The ECN bit is not very effective in the wide-area Internet because not all routers support it. However, in a datacenter, the operator controls all the switches and can have them all toggle the ECN in a consistent way. In practice, implementing DCTCP at hosts and routers is a relatively small change.

To measure how DCTCP performs, we can measure flow completion time (FCT), which measures the time between the first byte being sent and the last byte being received. As a benchmark, the ideal FCT is the completion time if we used an omniscient scheduler that had global knowledge of the entire network and all connections. The scheduler could then use that knowledge to optimally schedule flows and allocate bandwidth to flows.

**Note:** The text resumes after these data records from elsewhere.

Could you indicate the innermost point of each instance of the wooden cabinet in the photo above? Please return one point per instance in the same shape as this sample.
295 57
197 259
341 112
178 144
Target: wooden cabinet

This graph shows the normalized FCT, which is a ratio of actual FCT to ideal FCT. This tells us how much worse we’re doing, compared to the ideal congestion control algorithm. We can see that standard TCP congestion control performs 3x worse than ideal, and up to 10x worse than ideal if the load on the network is higher. By contrast, DCTCP performs significantly better than standard TCP congestion control. DCTCP connections are finishing much faster, with less queuing delay.

pFabric: Packet Priorities

We saw that the issue in datacenters is that mice can be trapped in queues behind elephants. What if we gave the mice some way to skip to the front of the queue so they could complete faster?

To prioritize mice, we will assign a priority number to every packet. The priority is computed as the remaining flow size (number of unacknowledged bytes). Lower numbers have higher priority.

With this system, mice packets will be high-priority (flow sizes are very low). Elephants will be low-priority, though the last few bytes in an elephant connection will be higher-priority. This has the effect of prioritizing connections that are almost-done (even if they’re larger elephant connections).

To implement this idea, recall that IP packet headers have fields to indicate the priority of a packet. In pFabric, each packet carries a single priority number, and switches are modified so that they send the highest-priority packet. If the queue is full, the switch will drop the lowest-priority packet.

With the priority system in place, senders can now safely transmit and retransmit packets at full line rate, without needing to adjust their rate for congestion control. Senders only need to reduce their rate in cases of extreme loss (e.g. timeout).

If we look at the graph of FCTs again, we see that pFabric performance is even better than DCTCP, and is very close to ideal.

Why does pFabric work so well? Elephants and mice travel together, and everybody is sending at full line rate, which ensures full utilization of the available bandwidth. We don’t have to waste time on slow start. Also, we can avoid collapses because most of the packets in large elephants are low-priority. The priority system ensures that mice packets still get through the queue with low latency.

Implementing this system requires non-trivial changes at both switches and end hosts, and requires full control of both switches and end hosts. Switches need to implement a priority system, and senders need to replace their TCP implementation to send at full line rate. Still, pFabric is a good example of networks (switches) and end hosts cooperating to achieve good performance.